GGUF RAM optimization, LoRA memory fix, Block swap fix by xiaolibai-sys · Pull Request #2036 · kijai/ComfyUI-WanVideoWrapper

xiaolibai-sys · 2026-06-23T10:22:04Z

Pull Request: GGUF RAM Optimization, LoRA Memory Fix, Block Swap Fix

TL;DR

Fixes critical RAM exhaustion when loading GGUF-quantized models (tested with Wan 2.2 Animate 14B Q5_K_M), rewrites LoRA application to avoid memory doubling, and fixes block swap for GGUF. Three bugfixes plus diagnostic tooling across 12 files.

Changes

1. GGUF On-Demand Tensor Loading (=== RAM peak ===)

Problem: load_weights() built a full sd dict containing data copies of every GGUF tensor simultaneously in CPU RAM. For a 14B model this meant massive RAM peak — often triggering disk swap on 24GB machines.

Fix: Replaced pre-built sd dict with tensor_map (name → reader tensor reference, zero data copies). Each tensor is loaded on-demand during the named_parameters loop, assigned to the model immediately, and freed before the next iteration. Only one tensor's data copy exists in RAM at any given time.

Files: nodes_model_loading.py

2. GGUF Mmap Lifecycle Management (=== RAM reduction after load ===)
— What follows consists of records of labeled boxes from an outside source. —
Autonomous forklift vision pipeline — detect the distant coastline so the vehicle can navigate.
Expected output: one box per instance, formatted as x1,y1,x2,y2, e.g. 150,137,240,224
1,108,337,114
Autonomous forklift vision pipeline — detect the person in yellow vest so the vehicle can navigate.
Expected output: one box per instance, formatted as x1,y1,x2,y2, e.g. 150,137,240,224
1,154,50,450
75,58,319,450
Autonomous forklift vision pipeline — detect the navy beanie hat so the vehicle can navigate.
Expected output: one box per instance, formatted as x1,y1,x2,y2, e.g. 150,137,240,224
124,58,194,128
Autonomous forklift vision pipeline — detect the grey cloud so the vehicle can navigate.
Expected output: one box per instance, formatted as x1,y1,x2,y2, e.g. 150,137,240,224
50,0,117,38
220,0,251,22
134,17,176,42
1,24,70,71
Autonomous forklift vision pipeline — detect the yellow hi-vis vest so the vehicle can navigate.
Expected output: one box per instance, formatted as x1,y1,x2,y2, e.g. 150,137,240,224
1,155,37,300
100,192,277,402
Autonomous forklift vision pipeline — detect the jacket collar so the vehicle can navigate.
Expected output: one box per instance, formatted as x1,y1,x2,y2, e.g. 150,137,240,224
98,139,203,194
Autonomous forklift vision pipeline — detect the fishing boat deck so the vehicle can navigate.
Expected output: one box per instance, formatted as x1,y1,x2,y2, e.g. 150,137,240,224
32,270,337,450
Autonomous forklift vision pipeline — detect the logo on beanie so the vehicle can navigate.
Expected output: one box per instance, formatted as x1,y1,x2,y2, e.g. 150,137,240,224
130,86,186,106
Problem: The GGUFReader uses np.memmap, causing the OS to cache the entire GGUF file (~14GB) in the process working set. After load_weights() completes, the file cache persists indefinitely.

Fix: Added close_gguf_readers() / reopen_gguf_readers() to manage mmap lifecycle:

close_gguf_readers(): called after initial weight load to release OS file cache
reopen_gguf_readers(): called before block swap weight reload (when gguf_reader was previously closed)

Files: utils.py (implementation), nodes_model_loading.py, nodes_sampler.py, multitalk/multitalk_loop.py, skyreels/nodes.py (call sites)

3. Progressive LoRA Loading (=== RAM peak ===)

Problem: set_lora_params() recursively collected all float32 LoRA tensors, then converted them to bfloat16, keeping BOTH copies alive simultaneously.

Fix: Rewrote LoRA application in custom_linear.py to process per-patch:

Pre-convert each LoRA diff to CPU bf16 immediately
Delete dict entries after consumption
Call patcher.patches.clear() after all patching completes

Additionally, gguf/gguf.py passes force_cpu=True and _diag dict for diagnostic output, and patches/scale_weights params flow through _replace_linear.

Files: custom_linear.py (complete rewrite), gguf/gguf.py, nodes_sampler.py, skyreels/nodes.py

4. Block Swap Fix for GGUF

Problem: init_blockswap() had if not patched_linear: return guard that skipped block swap entirely when using GGUF models.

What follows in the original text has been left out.